Я лежала, отвернувшись к стене, жалела себя и мысленно обвиняла всех в своих бедах.
— Забери свои банки, я это есть не буду! — ворчала я, когда Сергей приносил еду.
— Светочка, но доктор сказал, что паровая рыба тебе полезна, — уговаривал он. — Хотя бы попробуй. Я старался. И картошечку съешь, ну хоть ложечку.
— Не надо! — огрызалась я. — Скоро даже дворовые коты откажутся от такой гадости.
Сергей вздыхал и уходил расстроенный, а я бросала ему вдогонку:
— Больше не приходи!
Но он всё равно навещал меня до и после работы, игнорируя моё нытьё. Каждое утро на тумбочке стояла свежая еда, которую он готовил сам. Он заворачивал банки в одеяло, чтобы пища не остыла, но я не ценила его заботу.
Лекарства не помогали. Я худела, щёки ввалились, под глазами — тёмные круги. Врачи поставили диагноз — хронический гастрит. Казалось бы, не страшно, но для меня это стало испытанием.
Я лежала, уставившись в потолок. Ко мне никто не подходил — от меня веяло негативом.
Как-то две соседки уехали домой, и мы с Любовью Петровной остались вдвоём.
— Не спишь, Света? — тихо спросила она.
— Живот болит, — буркнула я и отвернулась.
— Я вот уже третий раз за год здесь лежу, — сказала бабушка. — Тоже гастрит, но его можно и дома лечить.
— Вы хотите прочитать мне лекцию о питании? — прошипела я. — Не надо, я всё знаю.
— Ты меня не так поняла, — мягко ответила Любовь Петровна. — Ты напомнила мне себя в молодости.
Я повернулась к ней. Маленькая, сгорбленная, она казалась сказочной старушкой, но глаза её светились теплом.
Я вспомнила, как к ней приходили соседи и врачи, как они, выплакавшись, уходили успокоенные. А перед выпиской приносили ей гостинцы — печенье, кефир, зефир, конфеты.
— Если хочешь, расскажу одну историю, — предложила Любовь Петровна. В её глазах читалась глубокая печаль.
— Простите за грубость, — смутилась я. — Расскажите.
— А ты сначала поешь супчик, — она указала на банку.
Я покорно взяла ложку. Первый глоток — и боль отступила.
— Вкусно?
— Да, — призналась я.
— Ешь понемногу, но часто. Всё наладится, девочка. Только научись уважать других, особенно мужа. Он тебя любит. А теперь слушай…
Она отпила чай и начала:
— Я выросла в большой семье. Старший брат умер в детстве, младшая сестра — от тифа. Мама шила на весь посёлок, отец работал на заводе. Я хорошо училась, стала учительницей. Ко мне сватались парни, но я всех отвергала:
— Пьяница! Гуляка! Неуч! Лучше в девках останусь!
Потом в наше село Глуховку приехал новый директор школы — красивый, голубоглазый. Мы поженились.
— Не задирай нос, — уговаривала мама. Но я не слушала.
Родилась дочь, но она умерла в одиннадцать лет. Вторая дочь, Наденька, была красавицей и умницей.
Муж привозил мне ткани, мама шила наряды. Но мне всё было не так: то цвет не тот, то ткань грубая.
Потом начался голод. Мы делили еду на крохи, чтобы протянуть до конца месяца.

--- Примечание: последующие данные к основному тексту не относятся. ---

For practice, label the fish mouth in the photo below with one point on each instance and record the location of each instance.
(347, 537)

За селом было колхозное поле. Как-то ночью мы с мужем пошли за колосками.
Вдруг — стук копыт! Мы бросились в кусты. Юбка с меня слетела, я даже не заметила. Вернулись ни с чем. Я рыдала, думая, что меня посадят, если найдут одежду.
— Утром найду, — успокоил муж.
Он сдержал слово. Спас меня.
С тех пор я стала относиться к нему иначе.

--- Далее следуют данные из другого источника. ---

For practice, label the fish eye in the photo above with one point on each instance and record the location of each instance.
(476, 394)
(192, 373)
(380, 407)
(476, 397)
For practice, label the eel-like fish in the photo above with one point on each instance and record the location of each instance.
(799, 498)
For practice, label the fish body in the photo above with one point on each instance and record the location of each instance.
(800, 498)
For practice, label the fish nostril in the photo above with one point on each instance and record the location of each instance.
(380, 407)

— Дальше? Потом война. Муж ушёл на фронт. Немцы сожгли наш дом. Над Надей… — голос её дрогнул.
Она не договорила.
— В сорок третьем пришла похоронка. Муж пропал без вести. После войны я скиталась по сёлам, работала в школах. Теперь живу у племянницы, а в больницу ложусь, чтобы её не обременять. Она любит шоколад, вот я ей приношу…
Я смотрела на неё и думала: как в этой хрупкой женщине столько силы и доброты? А у меня есть всё — муж, семья, но я вечно недовольна.
Вскоре я поправилась. Родился сын, потом дочь — Люба, в честь Любови Петровны.
Теперь, когда я злюсь на мужа, вспоминаю её рассказ. Он заботился обо мне, а я этого не ценила. Может, я и болела из-за своего характера?
Когда помогаешь другим, становишься счастливее. Вот и весь секрет.